A file from fall_back_on changed — by design this triggers a full rebuild, not a Live Update.
run() comes before sync() — the step order is broken.

And one separate, very common FastAPI trap: without restart_process, the synced code lands in the container but the process doesn't re-read it. The file is already new, but uvicorn keeps running the old code in memory — it looks exactly like "the changes didn't apply."

The solution depends on how the application is launched. The simplest option for myapp is to run uvicorn with auto-reload — then it picks up the synced files on its own and you don't need restart_process:

1# uvicorn re-reads the code after sync — Live Update without restarting the process
2CMD ["uvicorn", "app.main:app", "--host", "0.0.0.0", "--port", "8080", "--reload"]

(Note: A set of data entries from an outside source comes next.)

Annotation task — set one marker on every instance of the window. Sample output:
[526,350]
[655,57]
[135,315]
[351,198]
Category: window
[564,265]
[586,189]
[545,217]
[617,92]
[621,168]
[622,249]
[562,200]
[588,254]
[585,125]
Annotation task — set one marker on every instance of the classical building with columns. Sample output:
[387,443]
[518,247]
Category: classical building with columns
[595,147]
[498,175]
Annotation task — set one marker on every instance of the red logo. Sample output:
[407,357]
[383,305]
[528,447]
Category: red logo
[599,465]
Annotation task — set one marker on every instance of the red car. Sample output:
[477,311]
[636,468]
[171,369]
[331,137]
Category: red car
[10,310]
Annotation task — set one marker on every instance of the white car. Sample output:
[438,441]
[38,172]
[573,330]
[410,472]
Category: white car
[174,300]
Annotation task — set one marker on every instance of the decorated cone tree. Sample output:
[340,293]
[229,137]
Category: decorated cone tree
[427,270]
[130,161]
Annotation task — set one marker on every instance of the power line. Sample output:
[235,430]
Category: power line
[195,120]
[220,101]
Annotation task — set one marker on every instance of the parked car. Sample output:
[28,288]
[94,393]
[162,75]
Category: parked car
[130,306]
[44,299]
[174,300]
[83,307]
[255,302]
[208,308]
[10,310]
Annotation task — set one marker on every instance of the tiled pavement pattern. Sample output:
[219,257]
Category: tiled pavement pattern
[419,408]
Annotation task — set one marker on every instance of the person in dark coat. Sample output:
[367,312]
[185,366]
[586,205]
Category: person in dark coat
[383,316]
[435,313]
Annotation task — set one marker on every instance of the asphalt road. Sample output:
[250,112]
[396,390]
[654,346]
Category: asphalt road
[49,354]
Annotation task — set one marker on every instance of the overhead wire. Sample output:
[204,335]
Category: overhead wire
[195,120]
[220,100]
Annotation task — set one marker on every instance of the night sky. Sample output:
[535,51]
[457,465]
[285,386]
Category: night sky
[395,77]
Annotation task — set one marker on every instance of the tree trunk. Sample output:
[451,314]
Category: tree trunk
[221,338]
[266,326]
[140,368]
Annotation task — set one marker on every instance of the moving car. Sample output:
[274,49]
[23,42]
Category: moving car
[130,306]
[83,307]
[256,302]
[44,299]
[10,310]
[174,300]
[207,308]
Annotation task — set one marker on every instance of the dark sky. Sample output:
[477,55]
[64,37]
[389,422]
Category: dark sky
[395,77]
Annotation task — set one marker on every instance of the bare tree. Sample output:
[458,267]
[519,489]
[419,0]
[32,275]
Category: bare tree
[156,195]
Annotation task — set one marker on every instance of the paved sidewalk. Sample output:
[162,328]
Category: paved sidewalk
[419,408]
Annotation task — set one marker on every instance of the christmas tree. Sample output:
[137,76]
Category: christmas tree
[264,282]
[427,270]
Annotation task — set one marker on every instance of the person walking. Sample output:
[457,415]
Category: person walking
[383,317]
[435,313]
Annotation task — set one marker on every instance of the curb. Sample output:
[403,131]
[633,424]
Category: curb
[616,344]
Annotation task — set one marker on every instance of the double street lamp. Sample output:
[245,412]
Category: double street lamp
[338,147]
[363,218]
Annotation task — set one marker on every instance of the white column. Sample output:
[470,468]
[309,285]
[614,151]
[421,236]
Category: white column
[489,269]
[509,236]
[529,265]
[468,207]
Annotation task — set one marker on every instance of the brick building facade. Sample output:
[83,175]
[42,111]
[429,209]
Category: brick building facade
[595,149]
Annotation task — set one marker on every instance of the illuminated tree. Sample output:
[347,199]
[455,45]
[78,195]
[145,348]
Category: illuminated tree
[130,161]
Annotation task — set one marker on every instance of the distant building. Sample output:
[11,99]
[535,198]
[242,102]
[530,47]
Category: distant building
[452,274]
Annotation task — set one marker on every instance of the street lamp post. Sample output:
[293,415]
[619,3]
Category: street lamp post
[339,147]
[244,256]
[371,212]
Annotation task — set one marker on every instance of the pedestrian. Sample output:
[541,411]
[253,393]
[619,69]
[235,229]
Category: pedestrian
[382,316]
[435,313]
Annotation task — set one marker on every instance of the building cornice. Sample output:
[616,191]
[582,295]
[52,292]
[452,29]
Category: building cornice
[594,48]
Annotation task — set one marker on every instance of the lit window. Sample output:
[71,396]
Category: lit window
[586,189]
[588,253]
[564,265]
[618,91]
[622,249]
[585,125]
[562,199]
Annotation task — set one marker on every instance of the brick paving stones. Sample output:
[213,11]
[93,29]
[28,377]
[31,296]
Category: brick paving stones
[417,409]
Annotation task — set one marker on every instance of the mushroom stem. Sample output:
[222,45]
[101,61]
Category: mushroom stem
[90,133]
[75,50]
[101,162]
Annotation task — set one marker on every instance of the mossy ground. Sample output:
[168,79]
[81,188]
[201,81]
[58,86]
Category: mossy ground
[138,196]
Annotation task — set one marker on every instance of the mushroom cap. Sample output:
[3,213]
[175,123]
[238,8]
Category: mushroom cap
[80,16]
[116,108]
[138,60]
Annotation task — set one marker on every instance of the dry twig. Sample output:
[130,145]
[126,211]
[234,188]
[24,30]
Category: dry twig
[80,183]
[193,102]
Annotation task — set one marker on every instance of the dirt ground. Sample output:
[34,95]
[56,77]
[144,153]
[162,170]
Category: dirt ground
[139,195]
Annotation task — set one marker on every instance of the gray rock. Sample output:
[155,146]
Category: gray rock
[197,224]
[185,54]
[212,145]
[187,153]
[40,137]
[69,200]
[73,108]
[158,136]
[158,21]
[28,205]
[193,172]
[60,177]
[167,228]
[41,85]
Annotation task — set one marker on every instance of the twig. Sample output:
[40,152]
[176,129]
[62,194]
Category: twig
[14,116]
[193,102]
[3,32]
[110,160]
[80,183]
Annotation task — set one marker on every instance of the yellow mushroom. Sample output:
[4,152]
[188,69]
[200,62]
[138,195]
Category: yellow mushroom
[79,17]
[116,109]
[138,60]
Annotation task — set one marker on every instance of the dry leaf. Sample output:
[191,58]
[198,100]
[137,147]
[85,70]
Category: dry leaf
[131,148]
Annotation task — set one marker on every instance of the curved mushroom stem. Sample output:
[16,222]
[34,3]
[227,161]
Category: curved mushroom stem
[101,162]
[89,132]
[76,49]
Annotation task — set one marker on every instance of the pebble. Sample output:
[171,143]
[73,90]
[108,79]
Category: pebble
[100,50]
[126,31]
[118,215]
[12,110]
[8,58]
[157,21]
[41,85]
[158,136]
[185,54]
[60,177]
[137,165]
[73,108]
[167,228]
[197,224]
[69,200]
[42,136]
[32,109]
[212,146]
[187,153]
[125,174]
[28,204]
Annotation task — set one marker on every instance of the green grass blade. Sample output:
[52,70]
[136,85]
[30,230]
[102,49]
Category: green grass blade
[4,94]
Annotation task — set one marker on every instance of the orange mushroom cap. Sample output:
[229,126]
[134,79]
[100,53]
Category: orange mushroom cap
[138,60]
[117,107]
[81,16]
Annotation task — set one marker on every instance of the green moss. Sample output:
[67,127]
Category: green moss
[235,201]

If the application is launched without --reload (or it's custom_build / Docker Compose), restarting the process for a Kubernetes resource is done with the docker_build_with_restart wrapper from the restart_process extension (the same one as in chapter 8):

1load('ext://restart_process', 'docker_build_with_restart')
2
3docker_build_with_restart(
4    'k3d-registry.localhost:5000/myapp', '.',
5    entrypoint=['uvicorn', 'app.main:app', '--host', '0.0.0.0', '--port', '8080'],
6    live_update=[
7        sync('./app', '/code/app'),   # the code is synced, and the wrapper restarts the process
8    ],
9)

k3d / Docker ate your disk or memory

After a couple of weeks of active development, you suddenly notice the disk is running out and Docker has swallowed tens of gigabytes. The culprits are accumulated images and build layers.

Why it "doesn't clean up by itself"

The kubelet has a built-in garbage collector for images, but it's lazy. By default imageGCHighThresholdPercent = 85%, imageGCLowThresholdPercent = 80%: until the node's disk usage exceeds 85%, cleanup doesn't run at all. Once it does, the kubelet deletes the least recently used images until usage drops back to 80%. Image GC runs roughly every 5 minutes, container GC every minute (Kubernetes: Garbage Collection).

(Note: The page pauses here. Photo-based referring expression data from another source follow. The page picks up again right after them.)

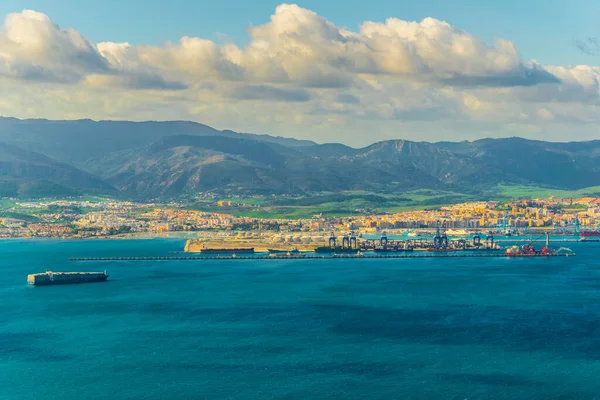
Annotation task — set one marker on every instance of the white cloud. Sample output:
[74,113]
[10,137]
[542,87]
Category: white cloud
[298,70]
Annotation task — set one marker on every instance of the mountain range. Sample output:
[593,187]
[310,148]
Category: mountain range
[163,160]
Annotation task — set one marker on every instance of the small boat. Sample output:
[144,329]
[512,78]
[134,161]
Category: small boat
[64,278]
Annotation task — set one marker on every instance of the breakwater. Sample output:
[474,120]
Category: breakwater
[320,257]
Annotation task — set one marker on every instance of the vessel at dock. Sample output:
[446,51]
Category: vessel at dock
[590,233]
[335,250]
[243,250]
[64,278]
[283,251]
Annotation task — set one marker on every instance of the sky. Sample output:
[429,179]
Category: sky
[336,71]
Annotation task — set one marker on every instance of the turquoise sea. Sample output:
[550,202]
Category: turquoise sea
[297,329]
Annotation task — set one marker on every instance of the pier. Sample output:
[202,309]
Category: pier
[322,257]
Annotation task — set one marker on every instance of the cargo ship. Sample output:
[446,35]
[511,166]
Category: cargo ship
[528,250]
[241,250]
[392,249]
[65,278]
[283,251]
[590,233]
[328,249]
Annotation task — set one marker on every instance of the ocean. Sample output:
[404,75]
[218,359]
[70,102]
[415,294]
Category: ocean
[489,328]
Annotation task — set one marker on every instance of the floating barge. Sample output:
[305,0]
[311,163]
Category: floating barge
[64,278]
[245,250]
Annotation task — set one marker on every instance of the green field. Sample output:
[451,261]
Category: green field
[534,192]
[333,204]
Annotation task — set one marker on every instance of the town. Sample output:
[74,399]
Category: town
[84,218]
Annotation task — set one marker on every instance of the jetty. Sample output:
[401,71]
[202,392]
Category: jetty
[325,257]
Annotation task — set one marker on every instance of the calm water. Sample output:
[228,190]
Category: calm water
[337,329]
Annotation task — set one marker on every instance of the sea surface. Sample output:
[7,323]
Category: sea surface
[488,328]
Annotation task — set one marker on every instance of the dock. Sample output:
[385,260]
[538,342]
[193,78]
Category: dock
[322,257]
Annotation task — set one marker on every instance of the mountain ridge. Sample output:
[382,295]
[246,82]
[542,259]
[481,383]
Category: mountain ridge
[166,159]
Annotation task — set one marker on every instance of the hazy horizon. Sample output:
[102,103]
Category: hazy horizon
[356,76]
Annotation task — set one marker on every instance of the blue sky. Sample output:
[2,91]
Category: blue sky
[544,30]
[350,71]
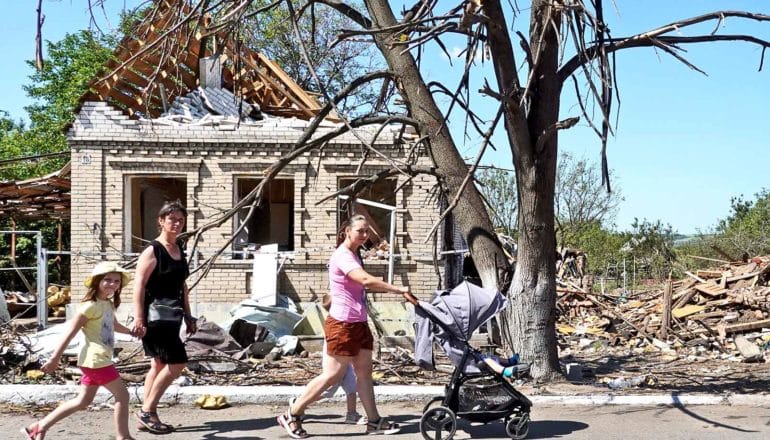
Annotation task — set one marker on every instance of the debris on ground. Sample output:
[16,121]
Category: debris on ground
[710,316]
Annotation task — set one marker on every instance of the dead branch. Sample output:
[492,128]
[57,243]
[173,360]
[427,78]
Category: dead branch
[646,39]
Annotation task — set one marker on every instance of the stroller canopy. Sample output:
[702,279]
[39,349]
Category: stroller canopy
[451,317]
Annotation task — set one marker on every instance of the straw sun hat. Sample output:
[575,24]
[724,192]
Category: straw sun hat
[106,267]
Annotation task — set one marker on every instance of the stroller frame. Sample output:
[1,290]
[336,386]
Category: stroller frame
[439,419]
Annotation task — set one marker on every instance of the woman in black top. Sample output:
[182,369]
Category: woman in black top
[160,273]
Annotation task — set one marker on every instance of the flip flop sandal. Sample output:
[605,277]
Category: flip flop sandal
[146,422]
[285,421]
[382,426]
[31,434]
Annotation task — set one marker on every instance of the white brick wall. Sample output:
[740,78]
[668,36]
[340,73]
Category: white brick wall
[107,147]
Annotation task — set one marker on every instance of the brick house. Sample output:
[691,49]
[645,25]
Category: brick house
[195,141]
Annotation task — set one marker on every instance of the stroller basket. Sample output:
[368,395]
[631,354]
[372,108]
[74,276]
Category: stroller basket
[485,394]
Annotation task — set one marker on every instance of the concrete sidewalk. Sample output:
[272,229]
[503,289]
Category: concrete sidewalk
[40,394]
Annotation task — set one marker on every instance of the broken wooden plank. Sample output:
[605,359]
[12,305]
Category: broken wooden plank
[746,326]
[684,298]
[709,273]
[695,277]
[682,312]
[710,289]
[716,314]
[666,313]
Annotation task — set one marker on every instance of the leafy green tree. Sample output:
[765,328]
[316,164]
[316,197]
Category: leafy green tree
[651,245]
[581,200]
[499,189]
[336,62]
[601,245]
[72,63]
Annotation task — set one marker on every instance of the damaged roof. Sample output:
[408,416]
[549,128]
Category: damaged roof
[43,197]
[160,62]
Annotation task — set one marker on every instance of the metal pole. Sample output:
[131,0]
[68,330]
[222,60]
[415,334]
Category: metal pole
[392,254]
[195,289]
[624,277]
[42,283]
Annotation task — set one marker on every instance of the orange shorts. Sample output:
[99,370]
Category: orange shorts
[347,338]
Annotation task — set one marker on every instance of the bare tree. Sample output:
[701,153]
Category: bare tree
[528,101]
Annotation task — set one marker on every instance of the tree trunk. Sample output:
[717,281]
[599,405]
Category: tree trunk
[470,213]
[529,323]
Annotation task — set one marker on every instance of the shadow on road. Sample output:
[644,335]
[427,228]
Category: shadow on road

The takeaway: space "piles up" on purpose, and it may look like GC is broken — but it's just waiting for the 85% threshold.

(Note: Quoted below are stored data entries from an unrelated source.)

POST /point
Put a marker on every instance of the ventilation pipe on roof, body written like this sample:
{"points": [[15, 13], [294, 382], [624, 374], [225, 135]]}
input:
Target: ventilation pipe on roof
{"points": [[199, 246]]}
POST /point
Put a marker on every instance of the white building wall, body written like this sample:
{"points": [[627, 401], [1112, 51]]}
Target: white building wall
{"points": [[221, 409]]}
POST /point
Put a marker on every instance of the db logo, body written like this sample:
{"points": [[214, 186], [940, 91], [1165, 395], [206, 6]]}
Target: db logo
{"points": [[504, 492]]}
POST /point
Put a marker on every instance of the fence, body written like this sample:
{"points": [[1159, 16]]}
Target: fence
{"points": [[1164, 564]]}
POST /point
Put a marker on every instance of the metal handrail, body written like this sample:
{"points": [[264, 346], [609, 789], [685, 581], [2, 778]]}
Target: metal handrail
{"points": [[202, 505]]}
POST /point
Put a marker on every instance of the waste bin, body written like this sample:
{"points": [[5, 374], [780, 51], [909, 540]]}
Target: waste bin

Cleaning up Docker by hand

First, look at what's actually taking up space:

1docker system df          # summary: images, containers, volumes, build cache
2docker system df -v       # detailed, line by line

Then clean up incrementally (Docker: docker system prune):

1docker system prune               # stopped containers, unused networks,
2                                  # dangling images, and build cache
3docker builder prune              # build cache only
4docker system prune -a            # ALL unused images, not just dangling ones
5docker system prune -a --volumes  # plus anonymous volumes (careful with data!)

Two important gotchas:

docker system prune -a can wipe out images the cluster needs. If you imported an image into k3d with k3d image import, an aggressive cleanup deletes the source from Docker — and on the pod's next restart you'll hit ImagePullBackOff or have to import it again.
--volumes touches anonymous volumes; if they held data (for example, a local PostgreSQL for myapp), it's gone. By default prune doesn't touch volumes, and that's the right behavior.

The cleanest reset

If you want to reliably free everything the cluster took and start from a clean slate, it's easier to delete and recreate the cluster itself. This removes all the node containers, their images, and their layers in one go:

1k3d cluster delete dev
2k3d cluster create dev --registry-create k3d-registry.localhost:5000

About memory

k3d nodes' memory is bounded by the Docker VM's resources, just like in the OOMKilled section. If the cluster simply doesn't have enough memory, what you need to increase is not "limits in Kubernetes" but the memory allocated to the Docker VM in the Docker Desktop / colima settings. Pods live inside that VM and can't get more than it has.

The general algorithm for any problem

It's always the same: kubectl get pods shows the status → kubectl describe pod explains the cause in Reason/Events → kubectl logs --previous gives the details of the crash. Ninety percent of cases are something covered above. For the rest, the chapter on debugging and observability and the official documentation below will help.